From earthquakes and climate change to astronomical star formation, more and more of today’s scientists use large-scale simulations run on hundreds or thousands of clustered computers to study natural phenomena. But, with so many computers dependent on one another, crashes are frequent and simulations can take unexplained days or weeks to complete.
In one of the simpler cases Brooks’ team has solved, scientists noticed a prolonged delay in a simulation. Following weeks of painstaking analysis of computer logs, it was discovered that one of the hundreds of computers working on the simulation was set to the wrong time, delaying the others.
“On one hand, this is a trivial sort of error and not very interesting,” Brooks said. “On the other hand, it would’ve been very hard for the scientists to realize what the problem was without the analytical tools we’ve built.”
Using the $1.8 million grant, the team intends to engineer additional software tools to improve simulation project oversight, management, and debugging so that scientists can spend more time doing science and less time figuring out why a computer isn’t working properly, Brooks said.

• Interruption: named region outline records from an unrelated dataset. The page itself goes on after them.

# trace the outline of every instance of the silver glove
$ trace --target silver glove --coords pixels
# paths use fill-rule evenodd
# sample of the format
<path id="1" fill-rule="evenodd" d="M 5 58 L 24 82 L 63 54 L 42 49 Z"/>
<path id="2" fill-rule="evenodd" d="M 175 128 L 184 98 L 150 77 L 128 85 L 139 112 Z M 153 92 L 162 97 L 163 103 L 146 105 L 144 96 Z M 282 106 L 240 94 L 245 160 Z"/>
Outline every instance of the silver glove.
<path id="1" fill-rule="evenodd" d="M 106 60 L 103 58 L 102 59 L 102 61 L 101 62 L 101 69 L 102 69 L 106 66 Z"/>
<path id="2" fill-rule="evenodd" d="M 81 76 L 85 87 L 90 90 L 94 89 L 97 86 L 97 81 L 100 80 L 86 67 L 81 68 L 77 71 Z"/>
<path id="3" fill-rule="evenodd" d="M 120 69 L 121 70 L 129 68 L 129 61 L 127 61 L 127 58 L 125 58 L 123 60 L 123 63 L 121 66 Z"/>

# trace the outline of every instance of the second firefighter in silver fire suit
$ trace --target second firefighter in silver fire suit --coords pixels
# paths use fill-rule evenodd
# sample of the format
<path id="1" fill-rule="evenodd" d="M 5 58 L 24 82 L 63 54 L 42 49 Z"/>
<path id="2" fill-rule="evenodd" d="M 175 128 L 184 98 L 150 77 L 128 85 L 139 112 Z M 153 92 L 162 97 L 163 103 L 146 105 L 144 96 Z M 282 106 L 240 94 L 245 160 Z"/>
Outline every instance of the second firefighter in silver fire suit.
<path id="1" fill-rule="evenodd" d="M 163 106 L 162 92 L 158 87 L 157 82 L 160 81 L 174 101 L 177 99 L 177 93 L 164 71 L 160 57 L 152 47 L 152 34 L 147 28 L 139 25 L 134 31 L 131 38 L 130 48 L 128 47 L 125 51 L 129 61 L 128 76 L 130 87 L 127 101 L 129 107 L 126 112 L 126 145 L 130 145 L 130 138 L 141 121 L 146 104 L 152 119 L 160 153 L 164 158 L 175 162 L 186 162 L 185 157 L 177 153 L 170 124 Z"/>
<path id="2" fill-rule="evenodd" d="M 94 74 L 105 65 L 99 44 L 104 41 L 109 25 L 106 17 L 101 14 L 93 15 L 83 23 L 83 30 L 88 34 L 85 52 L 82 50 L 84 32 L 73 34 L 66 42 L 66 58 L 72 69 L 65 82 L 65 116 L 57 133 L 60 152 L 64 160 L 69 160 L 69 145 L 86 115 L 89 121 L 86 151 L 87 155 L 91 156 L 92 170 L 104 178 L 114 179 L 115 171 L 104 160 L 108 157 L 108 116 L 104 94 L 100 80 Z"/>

By running such simulations, scientists hope to not only be able to predict earthquakes but, eventually, their severity. Information gleaned from simulations could lead to such practical applications as the improved construction and retrofitting for buildings, highways, and dams, Brooks said.
Included in the grant are funds for USF computer science students to become involved in developing tools to help scientists better monitor and debug their research – work that could open opportunities for USF students to work at Lawrence Berkeley National Laboratory, Brooks said.